Blue is the color of the sky and the sea;
blue is the color we associate with serenity and confidence;
blue is the favorite color of most of us.
One blue in particular has seduced humans over time and continues to do still today. We are talking about Ultramarine Blue.
A pigment loved by artists and clients, we find it as far back as in Egyptian art and its use peaked in Europe in the fourteenth and fifteenth centuries.
Cennino Cennini, Renaissance artist, refers to it in his The Book of Art, writing that Ultramarine Blue is “a noble, beautiful, very perfect color” obtained from lapis lazuli, a semi-precious stone, which was often used in combination with gold.
Ultramarine Blue: place of extraction and origin of the name
Filarete, an architectural theorist, in his Treatise of 1464 writes that “Fine blue is derived from a stone and comes from across the seas.” Marco Polo, on his journey at the end of the thirteenth century, describes one of the first and most important places for the extraction of lapis lazuli, namely the quarries of Badakhshan, present-day Afghanistan, beyond the Caspian Sea.
E quivi, inn-un’altra montagna, ove si cava l’azurro, e è ‘l migliore e ‘l più fine del mondo; e le pietre onde si fa l’azurro, è vena di terra”. Così, il pregiato pigmento blu, prende il nome proprio dal fatto di essere estratto in un luogo “oltre il mare”
There is a mountain in that region where the finest azure [lapis lazuli] in the world is found. It appears in veins like silver streaks.
Thus, the precious blue pigment takes its name from the fact that it is extracted in a place “beyond the sea.”
Lapis lazuli: from the rock to the palette
Lapis, from the Latin rock, and lazuli from the Persian blue, identifies lapis lazuli, a rock used to prepare the precious Ultramarine Blue, formed by various minerals. Pliny talked about lapis lazuli as a blue-colored stone, i.e. lazurite, sprinkled with an apparent gold dust, i.e. iron pyrite, with white spots, i.e. calcite.
We can obtain the blue pigment from the blue part, lazurite (not to be confused with azurite): it is a sodium aluminosilicate composed of aluminum, silicon and oxygen atoms. Cennino Cennini describes the difficult separation of the different components to isolate lazurite from impurities, and the preparation of Ultramarine Blue. In particular, it was necessary to mix the ground lapis lazuli with melted wax, oils and resins to obtain a paste.
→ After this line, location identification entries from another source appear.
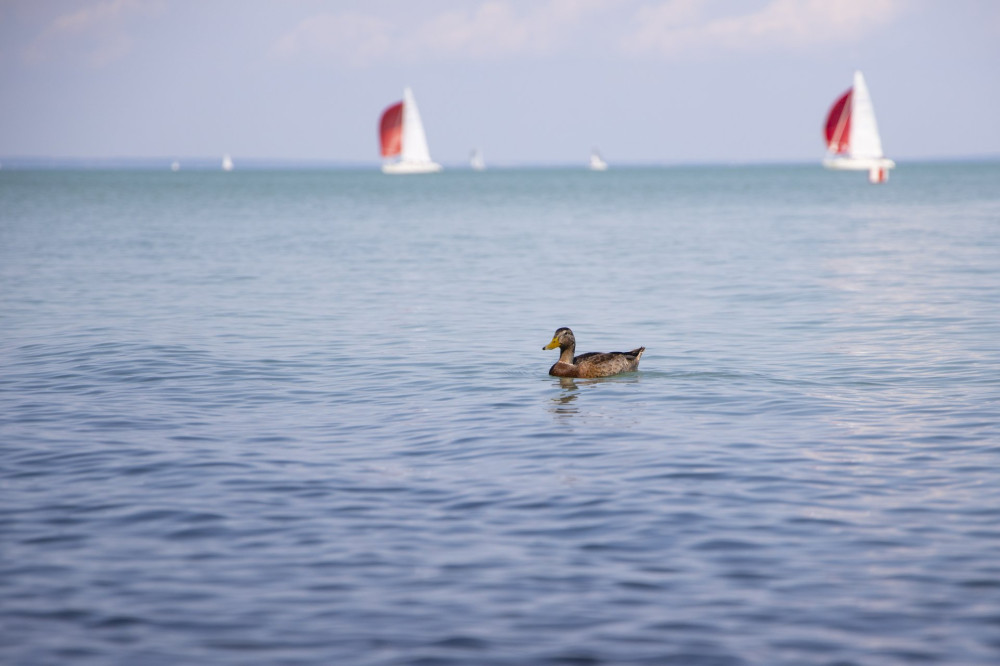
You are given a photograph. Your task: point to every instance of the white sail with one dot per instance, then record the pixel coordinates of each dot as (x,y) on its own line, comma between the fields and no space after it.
(476,162)
(862,151)
(865,141)
(597,162)
(414,156)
Later, it was wrapped in a cloth and immersed in a solution of lye, obtained from ash and boiling water. This process allowed the blue particles of lazurite to be extracted and deposited on the bottom. Cennino explains that more than one wash is required to extract the greatest quantity of blue particles: the largest ones with the richer color are obtained first.
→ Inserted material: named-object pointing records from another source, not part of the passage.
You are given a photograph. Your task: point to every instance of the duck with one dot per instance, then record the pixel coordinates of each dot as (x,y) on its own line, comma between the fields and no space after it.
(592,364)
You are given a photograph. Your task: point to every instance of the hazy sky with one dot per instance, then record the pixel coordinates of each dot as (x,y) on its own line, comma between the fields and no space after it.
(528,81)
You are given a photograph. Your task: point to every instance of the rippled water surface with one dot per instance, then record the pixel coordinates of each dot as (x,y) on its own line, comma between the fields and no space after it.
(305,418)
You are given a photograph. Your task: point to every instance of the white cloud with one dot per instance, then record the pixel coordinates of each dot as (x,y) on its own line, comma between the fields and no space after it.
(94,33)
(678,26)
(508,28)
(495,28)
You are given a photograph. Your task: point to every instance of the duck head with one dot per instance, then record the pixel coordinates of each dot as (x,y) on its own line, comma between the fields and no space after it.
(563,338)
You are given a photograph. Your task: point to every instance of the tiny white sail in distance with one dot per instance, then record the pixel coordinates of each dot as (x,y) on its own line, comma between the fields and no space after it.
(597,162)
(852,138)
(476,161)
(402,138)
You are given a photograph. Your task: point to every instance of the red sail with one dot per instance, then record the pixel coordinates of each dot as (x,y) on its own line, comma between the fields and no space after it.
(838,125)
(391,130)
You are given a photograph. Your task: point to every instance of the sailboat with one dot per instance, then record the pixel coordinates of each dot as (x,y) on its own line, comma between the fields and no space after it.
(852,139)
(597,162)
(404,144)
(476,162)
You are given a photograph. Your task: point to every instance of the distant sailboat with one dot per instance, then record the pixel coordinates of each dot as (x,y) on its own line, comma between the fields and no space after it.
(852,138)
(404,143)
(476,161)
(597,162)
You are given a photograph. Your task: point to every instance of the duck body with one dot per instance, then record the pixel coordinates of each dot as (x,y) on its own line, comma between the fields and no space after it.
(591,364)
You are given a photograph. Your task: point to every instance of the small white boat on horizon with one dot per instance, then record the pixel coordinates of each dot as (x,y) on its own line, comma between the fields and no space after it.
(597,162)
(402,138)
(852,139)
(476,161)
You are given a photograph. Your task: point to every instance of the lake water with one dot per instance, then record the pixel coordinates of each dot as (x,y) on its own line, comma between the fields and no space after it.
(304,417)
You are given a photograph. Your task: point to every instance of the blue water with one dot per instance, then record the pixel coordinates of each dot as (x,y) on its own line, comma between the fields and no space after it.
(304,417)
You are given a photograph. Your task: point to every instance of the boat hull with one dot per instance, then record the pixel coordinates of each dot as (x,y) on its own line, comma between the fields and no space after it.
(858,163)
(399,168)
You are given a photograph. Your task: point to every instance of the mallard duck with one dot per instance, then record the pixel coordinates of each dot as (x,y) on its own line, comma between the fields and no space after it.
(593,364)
Ma ttieni a mente – ammonisce Cennino – che lle prime due tratte, se ài buon lapis lazari, et di valuta questo tale azurro, di duchati otto l’oncia. Le due tratte di dietro è peggio che ciendere, sicché sia praticho nell’occhio tuo di non ghuastare li azzurri buoni per li chattivi.
Remember that the blue particles of the first two washes are the best and this blue is worth eight ducats an ounce. The next two washes are worse than ash. So be careful not to confuse the best blues with the worst.
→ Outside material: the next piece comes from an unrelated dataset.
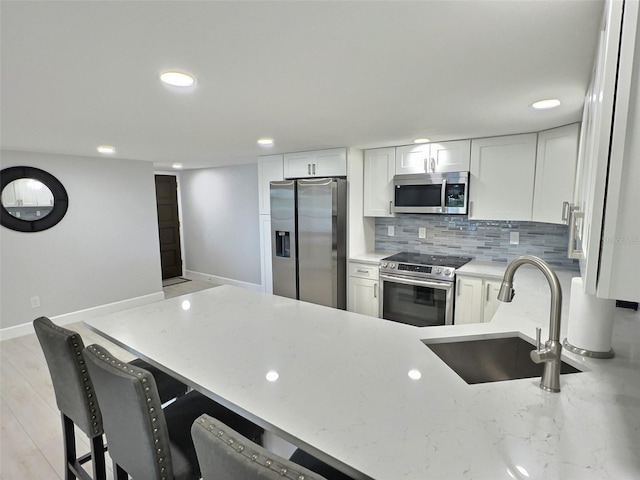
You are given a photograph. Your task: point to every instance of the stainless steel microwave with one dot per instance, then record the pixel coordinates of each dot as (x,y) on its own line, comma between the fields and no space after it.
(442,193)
The applications of Ultramarine Blue
Ultramarine Blue was expensive, like gold, due to its rarity and to the difficulty associated with its preparation. Like gold, most of the time it was provided by the client as an ostentatious display of their wealth. Moreover, not all painters were recognized with the artistic dignity to request and use the intense blue pigment. Ultramarine Blue was often used for the most precious elements of the work such as the mantle of the Virgin and to paint the sky. For example, we can find Ultramarine Blue in the canvas Bacchus and Ariadne by the Venetian painter Titian, made in the first half of the sixteenth century and preserved in the National Gallery of London.
Lapis lazuli reached Europe via Venice, the most important port of trade with the East. The availability of pigments in the city in the sixteenth century is reported in a National Gallery publication:
Venetian sixteenth-century painting has always been famous for its colour. Venice was in an enviable position with regard to supplies of pigments, being not only the port through which exotic materials like lapis lazuli entered Europe from the East, but also a centre of the textile and dyeing industry and famous for its lake pigments which were a byproduct of the latter. Titian, as a successful painter with wealthy clients, would have had first pick of all the materials from the point of view of both of variety and quality.
From now on, looking at the blue of the sea, our mind will travel into the past thinking about a rare, expensive and difficult to prepare pigment. Beyond the crest of the wave, we will seem to see far lands. Lands from which comes the blue rock that, from beyond the sea, seduced Europe.